就算黛玉不能与宝玉成亲,依着她的身份,也必定是上三旗的秀女,入宫有望,料想就凭着她这样的人品才貌,也必定是宫中贵人,自己这位外祖母也就愈加体面尊贵起来。只是黛玉兄妹与自己越来越生疏冷淡,未免让她更加不悦。
念及于此,贾母哭道:“我可怜的玉儿,如今你父亲去了,你还有外祖母呢!纵然外祖母一把老骨头了,可也能好好地照应你,你就安心地跟着外祖母回家罢,以后外祖母的家就是你的家,凡事有外祖母,上上下下必定不敢怠慢了你的。”
黛玉闻听此言,淡淡地道:“我已经累了,有什么话,等等再说罢。”
青云忙吩咐王嬷嬷等人送黛玉回房梳洗歇息,留下贾母等人愕然不已。
见黛玉不在跟前,贾母亦拭了眼泪,沉声道:“玉儿不在也好,听说姑老爷的丧事是公子料理的,如此我代玉儿多谢公子了。”
“家父丧事,为人子理应如此,外人何来言谢?”林青云略有些鄙夷地道。
“你!”贾母心中一股气上来,却忙压制住,道:“皇上的旨意是林家的家业是玉儿承继,虽说你是玉儿的哥哥,可是谁能说,你就没夺玉儿产业的心思?如今在世上的,唯独我与玉儿乃是至亲的骨肉,她的事情理应由我来做主料理。”
青云冷冷地道:“按照大清律例,过继来的儿子乃是名正言顺的继承人,我完全有资格继承父亲所有家业,只要好生照顾妹妹,给她准备一份嫁妆足矣。如今乃是皇上额外恩典,将林家家业由妹妹继承,然我是长兄,长兄如父,替妹妹管理家业名正言顺,外人完全没有资格来管我林家的家事。”
贾母眉间掠过一丝阴冷之意,怒道:“公子竟想侵吞了玉儿的家业不成?”
青云冷笑道:“老太君这话说来也好笑,我林家的事情,便是我想要妹妹的东西,妹妹二话不说也会给我,何来侵吞之说?便是到了衙门,也要瞧瞧是我有理还是老太君有理。嫁出去的女儿泼出去的水,贾府总是外人,不要多事才好。”

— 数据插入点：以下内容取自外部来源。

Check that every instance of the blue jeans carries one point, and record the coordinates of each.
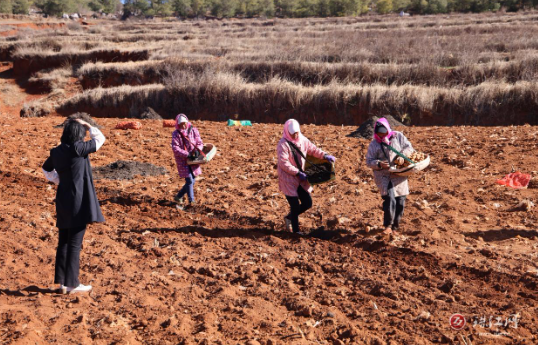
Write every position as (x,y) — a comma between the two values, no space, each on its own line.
(188,188)
(393,207)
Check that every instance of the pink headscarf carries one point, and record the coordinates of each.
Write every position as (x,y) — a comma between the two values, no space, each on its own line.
(177,122)
(385,123)
(286,132)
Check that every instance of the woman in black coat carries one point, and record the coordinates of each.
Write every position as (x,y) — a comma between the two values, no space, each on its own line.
(76,202)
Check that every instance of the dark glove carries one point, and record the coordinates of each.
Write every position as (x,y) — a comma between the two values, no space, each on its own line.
(329,158)
(194,154)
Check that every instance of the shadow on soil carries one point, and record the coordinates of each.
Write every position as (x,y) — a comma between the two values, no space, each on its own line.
(501,234)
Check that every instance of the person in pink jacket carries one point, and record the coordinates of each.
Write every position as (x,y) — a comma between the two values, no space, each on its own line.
(185,140)
(292,180)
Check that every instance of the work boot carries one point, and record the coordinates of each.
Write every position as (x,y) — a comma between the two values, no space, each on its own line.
(288,224)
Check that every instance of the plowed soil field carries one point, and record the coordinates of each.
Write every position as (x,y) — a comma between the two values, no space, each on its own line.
(224,272)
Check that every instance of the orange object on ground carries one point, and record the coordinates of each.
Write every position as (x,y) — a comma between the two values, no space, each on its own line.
(129,125)
(169,123)
(515,180)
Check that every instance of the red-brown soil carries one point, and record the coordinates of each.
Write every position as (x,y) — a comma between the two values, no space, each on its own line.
(225,273)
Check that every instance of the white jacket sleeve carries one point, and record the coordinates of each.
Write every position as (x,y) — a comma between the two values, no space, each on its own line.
(52,176)
(99,138)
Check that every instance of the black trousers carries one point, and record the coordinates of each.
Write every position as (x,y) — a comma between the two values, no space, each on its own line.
(393,208)
(68,256)
(298,205)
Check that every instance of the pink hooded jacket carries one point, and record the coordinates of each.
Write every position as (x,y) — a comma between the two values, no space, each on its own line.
(181,148)
(288,181)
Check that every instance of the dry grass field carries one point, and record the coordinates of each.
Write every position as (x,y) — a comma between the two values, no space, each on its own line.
(451,69)
(224,272)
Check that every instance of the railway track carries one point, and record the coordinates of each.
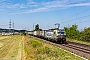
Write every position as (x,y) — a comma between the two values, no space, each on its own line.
(79,49)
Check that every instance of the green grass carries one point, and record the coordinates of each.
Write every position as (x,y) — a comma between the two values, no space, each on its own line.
(78,41)
(39,50)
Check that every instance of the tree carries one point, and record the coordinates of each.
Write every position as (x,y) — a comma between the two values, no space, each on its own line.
(37,27)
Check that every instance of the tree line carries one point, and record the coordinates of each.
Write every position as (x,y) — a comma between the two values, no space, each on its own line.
(73,33)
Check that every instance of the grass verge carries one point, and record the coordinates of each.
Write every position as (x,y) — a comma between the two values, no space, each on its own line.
(36,49)
(78,41)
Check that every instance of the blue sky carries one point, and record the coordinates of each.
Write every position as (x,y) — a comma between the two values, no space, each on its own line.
(45,13)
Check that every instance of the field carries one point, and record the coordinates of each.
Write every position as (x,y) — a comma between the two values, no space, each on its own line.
(37,50)
(19,47)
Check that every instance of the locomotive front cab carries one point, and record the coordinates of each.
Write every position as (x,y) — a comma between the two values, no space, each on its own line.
(61,38)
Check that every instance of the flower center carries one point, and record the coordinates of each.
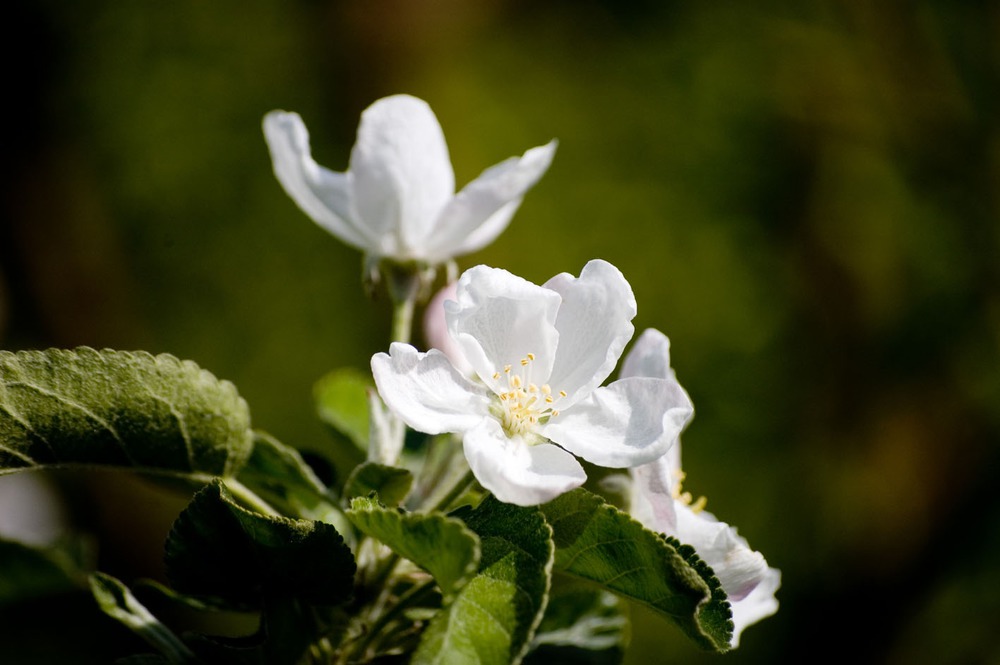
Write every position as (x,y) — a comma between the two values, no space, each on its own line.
(524,405)
(697,505)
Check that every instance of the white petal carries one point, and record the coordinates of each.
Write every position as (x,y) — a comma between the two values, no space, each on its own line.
(759,604)
(402,175)
(322,194)
(652,500)
(436,330)
(650,356)
(745,576)
(499,318)
(517,472)
(594,325)
(630,422)
(426,391)
(484,207)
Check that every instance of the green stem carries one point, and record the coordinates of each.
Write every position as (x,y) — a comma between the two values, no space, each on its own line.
(406,600)
(404,289)
(402,320)
(249,498)
(457,490)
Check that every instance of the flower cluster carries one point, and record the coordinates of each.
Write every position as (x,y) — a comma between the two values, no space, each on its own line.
(519,369)
(659,502)
(539,356)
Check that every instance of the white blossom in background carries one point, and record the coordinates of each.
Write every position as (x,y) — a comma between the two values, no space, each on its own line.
(397,198)
(659,502)
(539,356)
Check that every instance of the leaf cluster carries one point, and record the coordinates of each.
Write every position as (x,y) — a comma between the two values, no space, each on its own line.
(370,571)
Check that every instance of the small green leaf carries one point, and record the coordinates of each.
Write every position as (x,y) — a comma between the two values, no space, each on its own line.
(494,616)
(342,403)
(118,408)
(279,475)
(217,548)
(117,601)
(391,483)
(581,625)
(596,541)
(439,544)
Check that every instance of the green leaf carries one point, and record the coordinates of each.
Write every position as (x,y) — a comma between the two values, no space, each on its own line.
(30,572)
(494,616)
(342,403)
(117,601)
(279,475)
(391,483)
(217,548)
(597,542)
(581,625)
(118,408)
(439,544)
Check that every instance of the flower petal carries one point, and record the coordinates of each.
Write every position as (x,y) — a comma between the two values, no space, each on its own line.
(630,422)
(652,500)
(436,329)
(759,604)
(517,472)
(402,175)
(650,356)
(322,194)
(594,325)
(744,574)
(484,207)
(426,391)
(499,318)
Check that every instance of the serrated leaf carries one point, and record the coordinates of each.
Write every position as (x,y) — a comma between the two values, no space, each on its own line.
(581,618)
(391,483)
(441,545)
(115,600)
(118,408)
(217,548)
(278,474)
(494,616)
(342,403)
(597,542)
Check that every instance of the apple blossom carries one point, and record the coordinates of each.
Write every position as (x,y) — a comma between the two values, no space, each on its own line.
(659,502)
(397,199)
(539,356)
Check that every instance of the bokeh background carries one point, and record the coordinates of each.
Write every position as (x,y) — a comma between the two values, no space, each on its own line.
(803,194)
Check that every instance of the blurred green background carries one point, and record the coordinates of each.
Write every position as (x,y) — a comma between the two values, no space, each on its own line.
(803,194)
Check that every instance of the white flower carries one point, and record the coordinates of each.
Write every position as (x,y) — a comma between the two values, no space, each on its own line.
(397,199)
(660,504)
(540,354)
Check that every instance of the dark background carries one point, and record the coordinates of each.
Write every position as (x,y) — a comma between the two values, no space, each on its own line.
(803,194)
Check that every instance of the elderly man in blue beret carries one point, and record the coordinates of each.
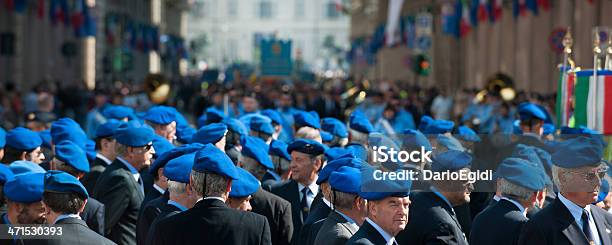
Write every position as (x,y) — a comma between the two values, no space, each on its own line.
(432,216)
(211,220)
(120,187)
(520,182)
(23,144)
(65,198)
(572,218)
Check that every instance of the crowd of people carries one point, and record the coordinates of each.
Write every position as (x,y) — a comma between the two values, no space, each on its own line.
(276,162)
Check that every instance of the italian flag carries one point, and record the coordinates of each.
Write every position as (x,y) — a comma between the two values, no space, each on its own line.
(594,100)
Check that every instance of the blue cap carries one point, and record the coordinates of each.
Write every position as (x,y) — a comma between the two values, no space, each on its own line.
(245,185)
(306,146)
(449,142)
(130,134)
(439,127)
(334,126)
(578,152)
(164,158)
(326,137)
(306,119)
(257,149)
(62,182)
(414,139)
(210,133)
(279,148)
(160,115)
(236,125)
(23,139)
(179,169)
(523,173)
(107,129)
(73,155)
(529,110)
(467,134)
(161,145)
(118,112)
(450,161)
(45,136)
(20,167)
(211,159)
(25,188)
(346,179)
(359,122)
(336,164)
(259,124)
(273,115)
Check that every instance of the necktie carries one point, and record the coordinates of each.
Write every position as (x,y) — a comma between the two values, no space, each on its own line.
(304,203)
(585,226)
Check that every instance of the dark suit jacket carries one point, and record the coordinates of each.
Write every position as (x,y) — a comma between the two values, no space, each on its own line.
(554,224)
(147,215)
(278,213)
(367,235)
(93,215)
(74,231)
(500,224)
(431,221)
(335,230)
(210,221)
(95,170)
(122,197)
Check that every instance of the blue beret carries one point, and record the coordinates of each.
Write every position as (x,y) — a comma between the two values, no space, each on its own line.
(449,142)
(130,134)
(273,115)
(359,122)
(467,134)
(210,133)
(5,174)
(236,125)
(306,146)
(523,173)
(260,124)
(118,112)
(529,110)
(161,145)
(20,167)
(425,121)
(451,160)
(245,185)
(414,139)
(184,133)
(25,188)
(66,129)
(179,169)
(439,127)
(2,138)
(211,159)
(346,179)
(160,115)
(326,137)
(107,129)
(164,158)
(73,155)
(279,148)
(334,126)
(335,165)
(62,182)
(257,149)
(45,136)
(23,139)
(578,152)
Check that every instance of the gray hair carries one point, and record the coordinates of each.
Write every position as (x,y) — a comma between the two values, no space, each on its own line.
(215,184)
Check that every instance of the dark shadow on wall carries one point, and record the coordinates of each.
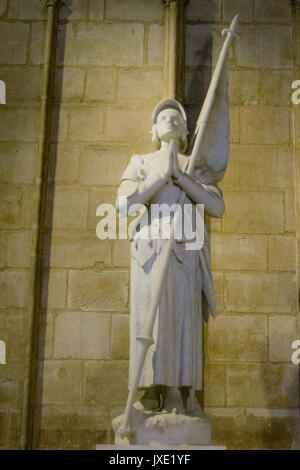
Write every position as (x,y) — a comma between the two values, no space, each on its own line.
(46,226)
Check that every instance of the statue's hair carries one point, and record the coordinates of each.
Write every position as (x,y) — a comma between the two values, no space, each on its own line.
(183,139)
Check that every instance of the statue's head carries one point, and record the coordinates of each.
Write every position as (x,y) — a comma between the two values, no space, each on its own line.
(169,122)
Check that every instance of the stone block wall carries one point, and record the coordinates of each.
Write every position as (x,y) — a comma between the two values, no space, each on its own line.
(251,387)
(21,33)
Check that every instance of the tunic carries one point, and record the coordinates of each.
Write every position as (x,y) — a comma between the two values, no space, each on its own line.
(175,358)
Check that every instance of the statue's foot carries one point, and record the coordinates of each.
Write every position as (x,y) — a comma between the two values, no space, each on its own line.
(151,400)
(173,401)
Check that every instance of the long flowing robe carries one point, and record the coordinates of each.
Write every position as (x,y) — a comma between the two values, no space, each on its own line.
(175,358)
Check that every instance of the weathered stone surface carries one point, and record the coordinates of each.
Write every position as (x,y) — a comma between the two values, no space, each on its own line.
(258,428)
(244,8)
(238,252)
(135,10)
(268,125)
(79,131)
(73,439)
(29,10)
(69,82)
(16,206)
(38,32)
(82,336)
(3,5)
(119,44)
(248,47)
(244,87)
(79,417)
(18,124)
(55,289)
(203,45)
(70,251)
(276,87)
(98,291)
(101,84)
(196,85)
(155,48)
(120,337)
(249,212)
(127,117)
(46,336)
(282,253)
(18,248)
(62,382)
(272,10)
(140,85)
(290,210)
(237,339)
(214,384)
(102,165)
(4,426)
(11,328)
(262,293)
(65,159)
(11,382)
(15,38)
(121,253)
(76,10)
(96,197)
(219,290)
(207,10)
(259,167)
(60,123)
(16,162)
(14,288)
(280,54)
(70,209)
(96,10)
(22,83)
(282,331)
(234,124)
(278,388)
(105,382)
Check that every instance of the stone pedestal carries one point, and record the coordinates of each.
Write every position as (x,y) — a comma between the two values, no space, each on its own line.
(150,428)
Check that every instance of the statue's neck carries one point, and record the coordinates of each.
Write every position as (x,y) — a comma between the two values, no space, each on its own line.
(164,145)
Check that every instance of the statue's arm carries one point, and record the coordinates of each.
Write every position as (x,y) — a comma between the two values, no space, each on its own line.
(209,195)
(132,192)
(138,188)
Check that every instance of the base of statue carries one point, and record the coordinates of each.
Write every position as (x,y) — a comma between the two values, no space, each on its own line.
(151,428)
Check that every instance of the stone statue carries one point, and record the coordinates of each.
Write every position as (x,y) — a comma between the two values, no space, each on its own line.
(169,367)
(175,359)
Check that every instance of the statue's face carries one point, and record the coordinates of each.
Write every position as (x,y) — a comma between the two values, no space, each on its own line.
(170,125)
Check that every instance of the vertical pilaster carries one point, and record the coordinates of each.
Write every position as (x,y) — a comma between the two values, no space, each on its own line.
(174,48)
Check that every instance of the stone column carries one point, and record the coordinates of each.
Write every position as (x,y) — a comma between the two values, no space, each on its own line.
(174,48)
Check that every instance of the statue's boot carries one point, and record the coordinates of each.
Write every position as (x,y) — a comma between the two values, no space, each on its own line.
(173,401)
(151,400)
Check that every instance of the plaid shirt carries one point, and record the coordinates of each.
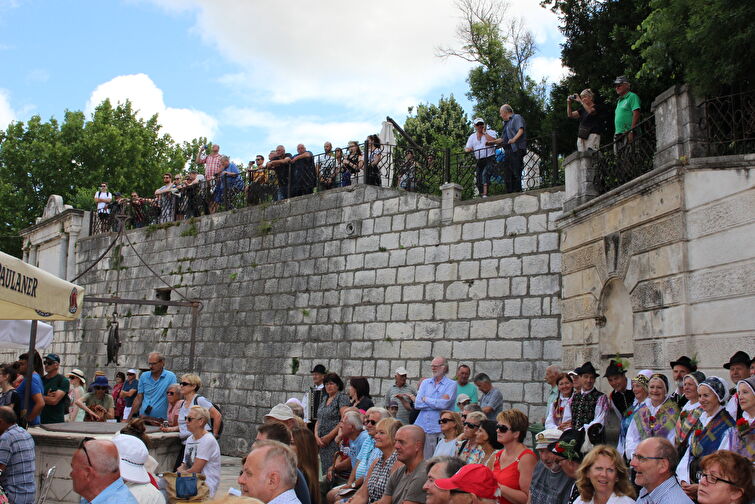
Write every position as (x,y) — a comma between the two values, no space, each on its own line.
(17,453)
(211,165)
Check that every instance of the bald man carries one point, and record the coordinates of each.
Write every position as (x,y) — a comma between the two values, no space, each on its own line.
(434,395)
(95,472)
(405,484)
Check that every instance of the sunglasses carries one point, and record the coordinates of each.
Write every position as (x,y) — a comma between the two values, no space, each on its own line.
(82,446)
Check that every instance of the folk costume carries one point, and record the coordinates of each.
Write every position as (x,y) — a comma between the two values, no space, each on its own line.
(713,433)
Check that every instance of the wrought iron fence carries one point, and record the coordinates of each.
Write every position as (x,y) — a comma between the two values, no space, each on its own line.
(502,172)
(627,157)
(728,124)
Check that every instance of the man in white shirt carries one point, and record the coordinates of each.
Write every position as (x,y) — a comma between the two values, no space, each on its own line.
(478,144)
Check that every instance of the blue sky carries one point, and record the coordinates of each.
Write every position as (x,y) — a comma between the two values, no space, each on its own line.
(247,73)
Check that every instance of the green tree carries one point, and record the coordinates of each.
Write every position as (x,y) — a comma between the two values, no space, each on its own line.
(39,158)
(706,43)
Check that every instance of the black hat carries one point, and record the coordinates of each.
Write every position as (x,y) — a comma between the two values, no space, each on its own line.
(587,367)
(684,361)
(615,368)
(738,358)
(570,445)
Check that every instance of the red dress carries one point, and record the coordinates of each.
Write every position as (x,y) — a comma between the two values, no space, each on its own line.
(509,475)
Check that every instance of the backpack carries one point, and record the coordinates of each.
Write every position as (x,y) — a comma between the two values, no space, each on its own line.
(212,426)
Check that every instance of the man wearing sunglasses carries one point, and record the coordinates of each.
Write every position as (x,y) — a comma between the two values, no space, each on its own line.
(96,473)
(151,399)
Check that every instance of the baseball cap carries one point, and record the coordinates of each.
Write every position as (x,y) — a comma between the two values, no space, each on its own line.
(472,478)
(281,412)
(133,455)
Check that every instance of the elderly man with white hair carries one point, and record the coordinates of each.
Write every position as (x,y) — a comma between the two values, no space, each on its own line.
(269,473)
(434,395)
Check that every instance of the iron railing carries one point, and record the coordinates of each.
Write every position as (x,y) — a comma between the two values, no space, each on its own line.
(626,158)
(540,168)
(727,124)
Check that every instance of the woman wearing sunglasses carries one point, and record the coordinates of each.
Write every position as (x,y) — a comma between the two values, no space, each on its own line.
(513,465)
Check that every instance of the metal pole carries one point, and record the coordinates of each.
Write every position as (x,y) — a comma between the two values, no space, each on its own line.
(30,366)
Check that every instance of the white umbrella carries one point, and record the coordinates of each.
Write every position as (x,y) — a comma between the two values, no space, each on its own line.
(15,333)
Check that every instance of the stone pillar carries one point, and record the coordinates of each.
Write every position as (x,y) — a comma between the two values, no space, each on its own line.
(450,194)
(580,175)
(676,126)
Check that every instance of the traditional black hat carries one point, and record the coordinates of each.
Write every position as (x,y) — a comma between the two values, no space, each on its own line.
(587,367)
(615,367)
(738,358)
(684,361)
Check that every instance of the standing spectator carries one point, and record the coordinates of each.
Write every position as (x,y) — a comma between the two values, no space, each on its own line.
(653,463)
(166,200)
(491,399)
(679,369)
(739,369)
(17,468)
(464,386)
(515,145)
(280,162)
(202,454)
(128,392)
(311,400)
(326,167)
(328,418)
(590,125)
(405,484)
(56,387)
(8,395)
(403,394)
(604,477)
(120,404)
(477,143)
(627,113)
(103,199)
(150,397)
(374,158)
(513,465)
(212,166)
(36,400)
(434,395)
(98,404)
(269,473)
(96,474)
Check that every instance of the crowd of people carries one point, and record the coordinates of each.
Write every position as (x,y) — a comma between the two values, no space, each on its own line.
(683,438)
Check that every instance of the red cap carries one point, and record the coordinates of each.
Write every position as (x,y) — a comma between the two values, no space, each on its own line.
(472,478)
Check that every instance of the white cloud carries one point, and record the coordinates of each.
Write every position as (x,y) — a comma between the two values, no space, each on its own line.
(550,69)
(147,99)
(7,114)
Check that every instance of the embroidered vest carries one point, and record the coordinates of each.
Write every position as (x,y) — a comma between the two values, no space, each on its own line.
(660,424)
(583,407)
(707,440)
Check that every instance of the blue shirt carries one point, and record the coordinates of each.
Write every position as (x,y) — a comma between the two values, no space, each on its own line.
(36,388)
(116,493)
(430,402)
(154,393)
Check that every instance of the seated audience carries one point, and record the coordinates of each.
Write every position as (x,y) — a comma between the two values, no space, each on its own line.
(603,478)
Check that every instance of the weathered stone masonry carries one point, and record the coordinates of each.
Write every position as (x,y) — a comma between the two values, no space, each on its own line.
(363,279)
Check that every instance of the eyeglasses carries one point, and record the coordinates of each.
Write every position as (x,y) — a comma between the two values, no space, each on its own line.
(82,446)
(642,458)
(712,479)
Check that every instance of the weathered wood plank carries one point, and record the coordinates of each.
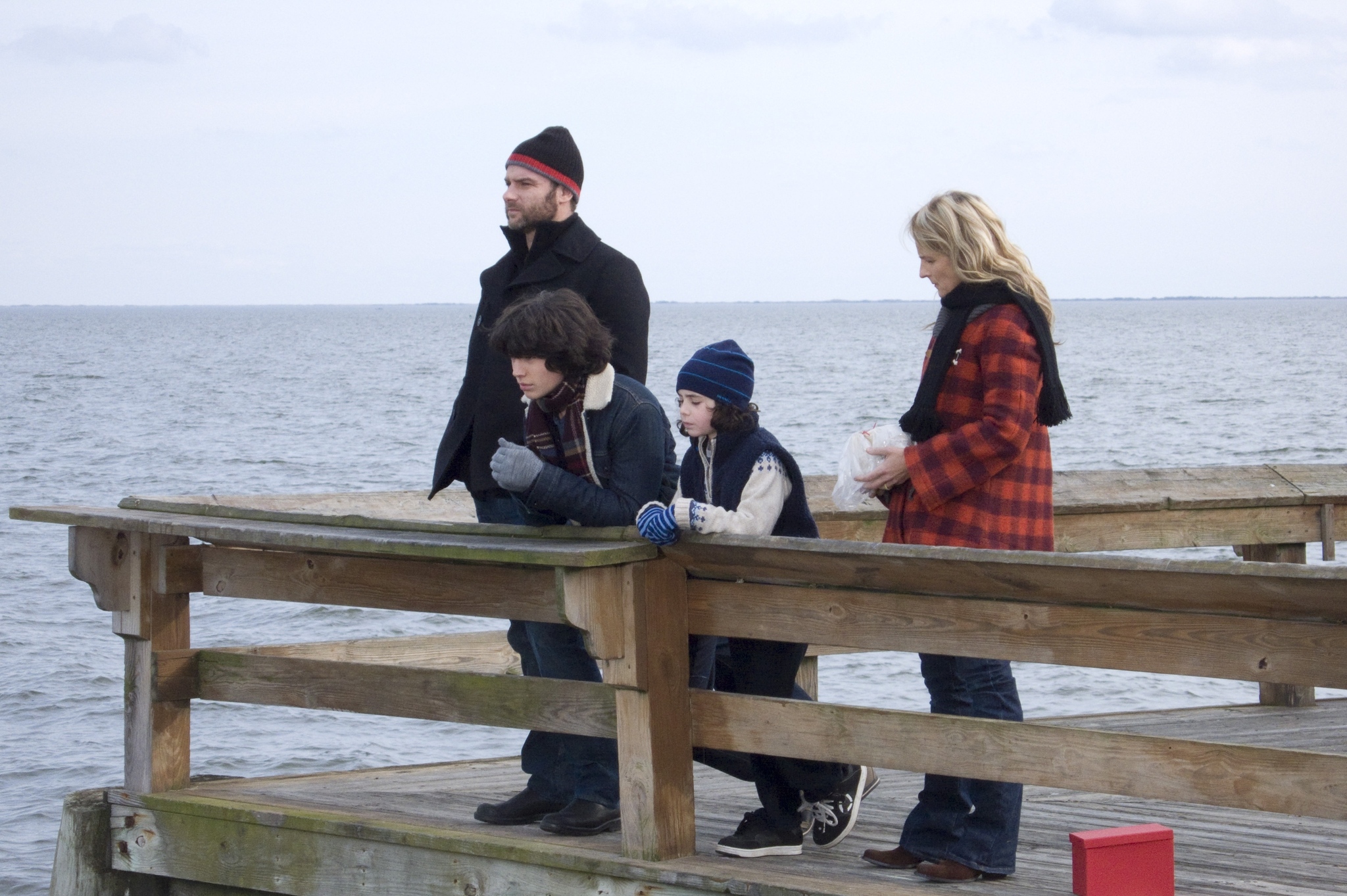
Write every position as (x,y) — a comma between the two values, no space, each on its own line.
(1279,781)
(869,531)
(81,865)
(592,600)
(1271,692)
(654,726)
(483,651)
(389,542)
(1151,529)
(478,651)
(1158,529)
(99,557)
(178,569)
(1319,483)
(1171,488)
(158,734)
(506,592)
(474,699)
(285,860)
(1267,591)
(451,511)
(1159,642)
(1326,532)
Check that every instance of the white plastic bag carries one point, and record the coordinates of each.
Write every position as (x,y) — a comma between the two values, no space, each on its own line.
(856,461)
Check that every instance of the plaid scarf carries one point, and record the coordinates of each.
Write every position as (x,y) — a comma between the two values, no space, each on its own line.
(566,407)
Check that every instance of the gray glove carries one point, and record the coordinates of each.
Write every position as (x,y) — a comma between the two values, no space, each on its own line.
(515,467)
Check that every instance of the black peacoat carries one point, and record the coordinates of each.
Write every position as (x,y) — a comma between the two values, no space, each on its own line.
(565,254)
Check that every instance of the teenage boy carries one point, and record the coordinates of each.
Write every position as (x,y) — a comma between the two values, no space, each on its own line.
(737,478)
(599,447)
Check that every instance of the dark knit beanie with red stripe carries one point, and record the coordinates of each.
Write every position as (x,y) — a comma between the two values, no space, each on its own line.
(554,155)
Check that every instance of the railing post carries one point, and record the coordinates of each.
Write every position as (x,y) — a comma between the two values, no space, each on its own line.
(654,715)
(1273,693)
(1326,532)
(158,735)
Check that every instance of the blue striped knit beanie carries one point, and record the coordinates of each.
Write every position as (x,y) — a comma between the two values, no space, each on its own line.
(720,371)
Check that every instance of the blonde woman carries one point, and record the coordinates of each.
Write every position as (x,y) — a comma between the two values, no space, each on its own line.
(977,475)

挥手冷声道:“来人,送贾老太君回府,林家孝期中,闭门谢客!”
一席话说得天衣无缝,有理有据,贾母完全没有理由反驳,只气得浑身哆嗦,极力压抑住怒气,恨恨而归。
看着贾府中人铩羽而回,青云叹了一口气,远着贾府,果真是明智之举。